Décès d'enfants: le Bureau du coroner fait volte-face

Après avoir affirmé que les comités sur les décès d'enfants «usurpaient» son mandat, le Bureau du coroner a fait volte-face hier et affirme maintenant vouloir assurer leur survie, à la condition toutefois que ceux-ci n'enquêtent plus sur des éléments susceptibles de mener à des accusations criminelles.

Dans un communiqué émis hier, la coroner en chef, Me Danielle Bellemare, s'est vertement défendue d'avoir songé à remettre en question la survie de deux comités d'experts, à Montréal et à Québec, qui enquêtent bénévolement depuis 1997 sur tous les décès d'enfants de moins de cinq ans dans le but de dépister des infanticides et de prévenir des accidents mortels.

Cette volte-face survient après que Le Devoir eut fait état hier d'une lettre adressée aux présidents des comités par Me Bellemare, dans laquelle elle affirmait vouloir «réorienter les activités» de ces comités qui entraînent une «usurpation du mandat du coroner».

Le ministre Chagnon défend les comités

Hier à Québec, le ministre de la Sécurité publique, Jacques Chagnon, duquel relève le Bureau du coroner, s'est pour sa part porté à la défense de ces comités. «Je ne pense pas qu'il faille abolir ces comités-là, a-t-il dit. Au contraire, il faut les encadrer de façon à ce qu'ils puissent fonctionner le mieux possible avec le Bureau du coroner et servent la raison d'être pour laquelle on les a créés.»

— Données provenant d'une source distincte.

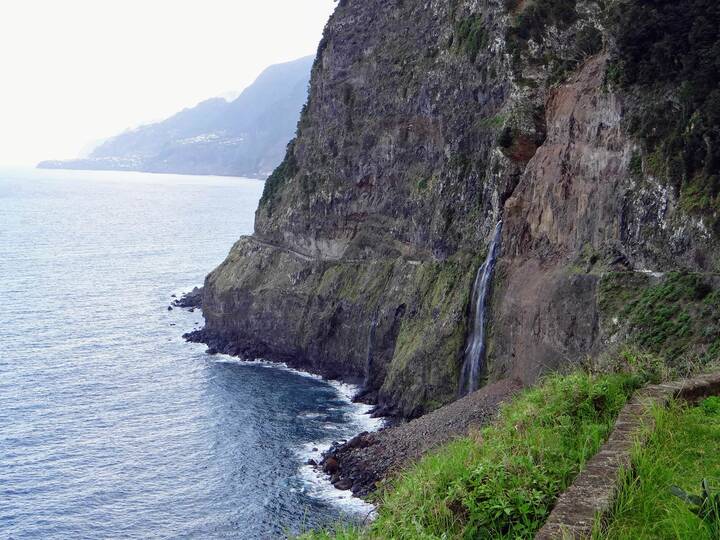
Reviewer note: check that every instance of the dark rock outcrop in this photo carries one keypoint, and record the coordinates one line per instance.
(426, 123)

Le ministre Chagnon a soutenu qu'il fallait parfois avoir recours aux moyens scientifiques pour trouver la véritable cause du décès d'enfants battus et assassinés sans témoin. «C'est difficile pour les coroners de le faire mais plus facile pour les médecins spécialistes. Il faut faire les deux», a-t-il plaidé.

De son côté, le Bureau du coroner a tenté de prouver sa bonne foi hier en diffusant aux médias une deuxième lettre, envoyée lundi dernier au Dr Fortin par la coroner en chef, où celle-ci affirme vouloir relancer ces comités, pressant même les présidents à réévaluer leur démission.

Or cette lettre arrive après que Le Devoir eut sollicité, la semaine dernière, une entrevue afin que le Bureau du coroner s'explique sur la suspension des travaux des comités et la remise en question de leur mandat. À ce moment-là, une porte-parole avait même répondu au Devoir que ces comités n'étaient pas du ressort du Bureau du coroner.

Pourtant, cette remise en question est très clairement exprimée par Me Bellemare dans la lettre adressée en avril au comité de Montréal. Elle y affirmait qu'il appartient au coroner, «en toute indépendance et impartialité, de déterminer les causes et circonstances d'un décès et, s'il y a lieu, de faire des recommandations pour la protection de la vie humaine».

La coroner adjointe renchérit

Hier, l'adjointe au coroner en chef, Me Louise Nolet, a d'ailleurs abondé dans ce sens lors d'un entretien avec Le Devoir. Elle a réitéré que le rôle joué par ces comités constitue un «irritant» pour le Bureau du coroner parce que ceux-ci récoltent à l'occasion des éléments susceptibles d'être présentés en preuve devant la Cour criminelle. «L'irritation ne date pas d'aujourd'hui. Un groupe d'étude devait réviser le mandat des comités depuis 1998, mais ça n'a pas été fait», a-t-elle dit.

À deux reprises, le travail du comité de Québec sur les décès d'enfants, auquel siégeait Me Nolet, a en effet mené à des condamnations pour homicide alors que les rapports des coroners avaient conclu à une mort naturelle. «On ne veut pas être associés à des comités qui peuvent mener à des accusations criminelles. Le mandat que nous donne la loi est d'établir les causes probables de décès, pas d'établir une responsabilité civile ou criminelle», a-t-elle souligné. Pour ces raisons d'ordre juridique, Me Nolet a suspendu sa participation au comité. Elle affirme que le mandat des comités doit être revu parce que ces derniers n'ont pas de «statut juridique».

Hier, l'interprétation restrictive du rôle des comités par le Bureau du coroner a scandalisé certains spécialistes de la protection de l'enfance. «C'est scandaleux. D'un point de vue éthique et moral, ça ne se défend pas. C'est un recul de 20 ans par rapport à ce qui se fait ailleurs dans le monde en protection de l'enfance. Ça veut dire qu'au Québec, on va se priver des expertises qui permettent de faire la différence entre des accidents mortels et des infanticides», a déploré hier un spécialiste de la maltraitance, Jacques Moreau, professeur à l'École de service social de l'Université de Montréal.

Selon M. Moreau, de tels comités existent partout aux États-Unis et dans certains provinces du Canada, et ce type de collaboration entre la santé publique et des coroners n'a jamais fait problème.